Formula One racing is not my sport.  If it were, I would apparently know about the intense early 70’s rivalry between Englishman James Hunt, played by Chris Hemsworth and Austrian Niki Lauda, played by Daniel Bruhl.  This film, directed by Ron Howard and written by Peter Morgan details this period in racing history.  It covers both their exploits on the track and the ups and downs of their personal lives.

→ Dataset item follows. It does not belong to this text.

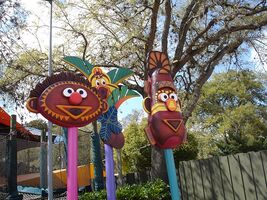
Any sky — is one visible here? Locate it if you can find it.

These two men could not be more different.  Hunt is a brash risk taker who lives for the speed and the thrills, relying on his nerve and instincts.  Lauda is a cold technician who calculates the odds and plays them expertly.  He participates in the construction and maintenance of his cars, innovating ways to make them lighter and more powerful.  Contrast that with a scene of Hunt standing in the doorway of the garage where they’re working on his car, shrugging and walking away with a drink in his hand.  Hunt chats up every female he comes across with an amazing success rate, marrying supermodel Suzy Miller and eventually losing her to Richard Burton, whereas Lauda enters into a stable marriage with the aristocratic Marlene, played by Alexandra Maria Lara but worries that wedded bliss will take the edge off of his competitive nature.

Over the years these two interact.  Their relationship begins with mutual dislike, mutates to respect, and finally to something like friendship. 

They constantly needle each other about their respective approaches to racing and life.  The genius of the film is that they are both right.  To succeed at that level you need to be dedicated and calculating, keeping your mind on your profession.  But at some point sheer nerve has to take over.  Plus if you don’t enjoy your accomplishments and the perks that come with them, why do it?

Ron Howard’s direction is masterful.  Rush isn’t quite up there with his best films like Parenthood or Apollo 13 but it is close.  The race scenes are kinetic and brilliantly edited.  He uses camera movement and blocking to characterize the two main characters.  In the first part of the film, Hunt never stops moving, either pacing or walking somewhere quickly.  The camera moves with him.  The jump cuts come fast and furious.  But Lauda is like the eye in a storm, stationary, never moving unless he has a purpose.  But Howard reverses this at the end of the film, once Hunt has achieved his goal.  He’s the one who’s still, not because he’s calculating anything but because he’s proven what he needed to prove.  Lauda is now the restless one, determined to get back on top and stay there.

Like Formula One racing moving making is a technical enterprise.  A director needs to worry about details  like continuity, lighting levels and sound effects.  But at some point every film needs that injection of emotion, an actor forgetting the camera and the microphone and just going for it.

Perhaps everything in life needs that kind of balance.